On December 17, 2010, a Tunisian street vendor named Mohamed Bouazizi had his produce confiscated by the police because he couldn’t afford to bribe them. Eyewitnesses allege a government official slapped and spat at him, taking away his scale and cart. Having gone into debt to purchase the goods and having no other means of support he went to the governor, who refused to see him. He was seen a few minutes later in traffic, screaming “How do you expect me to make a living?” and waving around a gasoline can. He then doused himself with fuel and lit himself on fire.
Before that day this act, known as self-immolation, had gained international attention in the 1960s when Buddhist monks began setting themselves on fire to protest their treatment by the South Vietnamese government. It is not a calculated political decision but an act of desperation, and its hopelessness can mobilize people to action.
Bouazizi died on January 4, 2011; ten days later, Tunisia’s President Zine El Abidine Ben Ali fled to Saudi Arabia amid country-wide protests. Ben Ali had ruled Tunisia for over two decades and lost control of it in less than a month, all because of a routine government shakedown. This quickly became the new norm in the Middle East, as entrenched regimes found themselves swallowed and toppled by their own people. Only 11 days after Ben Ali’s exit from Tunisia, protesters began gathering across Egypt. Hosni Mubarak attempted to quash the protests using force, propaganda campaigns, political maneuvering, stalling tactics and eventually, live ammunition. Only 16 days passed before Mubarak resigned his position, ending his 30-year stint as President on February 11.
At each stage of the series of uprisings now known as the Arab Spring, social media was integral to the coordination and planning of protests, allowing activists to map crises in realtime and disseminate critical survival information, such as the location of sniper’s nests and military check points. It also gave protestors a global voice to broadcast information to the world at large, contradicting the damage control and disinformation spewing from their dictators.
But while progressive forces were building networks of solidarity, the security forces and dictators they were mobilizing against were also using social media to monitor dissent and learning from their neighboring sovereigns’ mistakes. Saudi Arabia led with an overwhelming military presence to strangle protest while announcing concessions and reforms intended to mollify the country. Other countries have cracked down viciously; the United Nations and Human Rights Watch both estimate the death toll in Syria to be around 5,000 and climbing. Libya’s civil war was protracted, with Muammar Gaddafi growing increasingly bloodthirsty, hostile and bizarre as the long siege wore on and the rebels closed in on Tripoli.
In October the Occupy Wall Street protests began, finding the revolutionary voice of a generation that many thought had none and exposing the hard, mean face of police brutality. The entire world watched protestors getting pepper sprayed, beaten, groped, stomped, their skulls fractured by projectiles; the aggregate of footage led a lot of people over the weeks and months to recall the George Orwell quote: “If you want a picture of the future, imagine a boot stamping on a human face — forever.”

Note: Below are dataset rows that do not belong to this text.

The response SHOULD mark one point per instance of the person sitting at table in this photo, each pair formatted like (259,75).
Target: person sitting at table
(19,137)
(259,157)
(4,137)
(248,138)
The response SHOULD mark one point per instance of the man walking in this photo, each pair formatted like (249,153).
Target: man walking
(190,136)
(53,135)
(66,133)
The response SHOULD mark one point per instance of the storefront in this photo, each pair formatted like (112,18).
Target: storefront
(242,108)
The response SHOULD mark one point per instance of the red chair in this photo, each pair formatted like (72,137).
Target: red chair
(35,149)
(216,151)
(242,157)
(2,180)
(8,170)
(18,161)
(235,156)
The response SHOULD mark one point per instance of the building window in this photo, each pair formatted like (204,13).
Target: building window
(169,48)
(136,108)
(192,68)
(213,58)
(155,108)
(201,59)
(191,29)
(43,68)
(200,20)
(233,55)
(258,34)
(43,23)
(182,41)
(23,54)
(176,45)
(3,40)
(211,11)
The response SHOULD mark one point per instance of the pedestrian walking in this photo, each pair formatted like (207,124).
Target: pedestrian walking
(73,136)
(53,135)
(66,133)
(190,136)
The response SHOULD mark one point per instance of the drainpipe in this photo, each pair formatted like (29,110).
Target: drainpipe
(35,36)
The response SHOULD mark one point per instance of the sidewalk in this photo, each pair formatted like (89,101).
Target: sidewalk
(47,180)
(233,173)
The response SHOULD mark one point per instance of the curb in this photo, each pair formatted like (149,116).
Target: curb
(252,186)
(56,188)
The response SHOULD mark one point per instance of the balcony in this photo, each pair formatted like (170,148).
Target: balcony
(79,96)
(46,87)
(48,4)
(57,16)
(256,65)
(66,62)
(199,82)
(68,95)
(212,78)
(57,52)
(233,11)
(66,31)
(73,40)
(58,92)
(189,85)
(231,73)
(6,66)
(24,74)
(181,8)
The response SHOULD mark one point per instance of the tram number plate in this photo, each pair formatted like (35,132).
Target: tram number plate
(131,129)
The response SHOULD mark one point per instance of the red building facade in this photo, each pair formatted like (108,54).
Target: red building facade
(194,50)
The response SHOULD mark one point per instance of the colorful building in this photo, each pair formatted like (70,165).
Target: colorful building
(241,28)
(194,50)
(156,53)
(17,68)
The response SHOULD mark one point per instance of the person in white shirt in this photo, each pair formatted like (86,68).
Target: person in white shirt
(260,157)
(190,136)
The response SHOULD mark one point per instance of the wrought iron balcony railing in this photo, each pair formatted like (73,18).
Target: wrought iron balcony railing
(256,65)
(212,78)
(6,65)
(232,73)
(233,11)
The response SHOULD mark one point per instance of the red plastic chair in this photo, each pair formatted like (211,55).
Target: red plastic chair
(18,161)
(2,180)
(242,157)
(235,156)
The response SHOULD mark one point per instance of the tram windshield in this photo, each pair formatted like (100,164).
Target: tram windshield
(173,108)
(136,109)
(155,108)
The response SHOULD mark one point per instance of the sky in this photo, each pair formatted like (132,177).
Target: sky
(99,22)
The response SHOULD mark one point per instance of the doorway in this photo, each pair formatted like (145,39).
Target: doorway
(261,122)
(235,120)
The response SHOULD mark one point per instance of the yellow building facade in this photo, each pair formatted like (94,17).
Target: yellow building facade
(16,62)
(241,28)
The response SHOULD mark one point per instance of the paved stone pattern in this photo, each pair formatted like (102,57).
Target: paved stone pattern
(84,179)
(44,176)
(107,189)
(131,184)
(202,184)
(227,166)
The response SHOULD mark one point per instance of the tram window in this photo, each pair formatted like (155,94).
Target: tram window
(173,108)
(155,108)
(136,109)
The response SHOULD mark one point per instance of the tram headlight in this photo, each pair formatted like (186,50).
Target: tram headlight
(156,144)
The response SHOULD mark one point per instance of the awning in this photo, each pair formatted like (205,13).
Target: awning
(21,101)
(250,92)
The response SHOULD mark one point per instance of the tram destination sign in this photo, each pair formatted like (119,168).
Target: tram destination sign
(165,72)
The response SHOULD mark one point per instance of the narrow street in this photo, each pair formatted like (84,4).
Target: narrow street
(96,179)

It has been a year since Bouazizi’s initial act of desperation, and while the movement hasn’t taken hold in every country that is in need of it, it has still provided a template for revolution, a living example of people retaking control of the government — which fascinates the citizens of the world and terrifies those who’d like to control it.
Only time will tell if repressive regimes adapt to shut down dissent all the more quickly, developing such sophisticated methods of crowd (and media) control they no longer need to fear revolt, or if this year proves indeed to be the beginning of an entirely new world.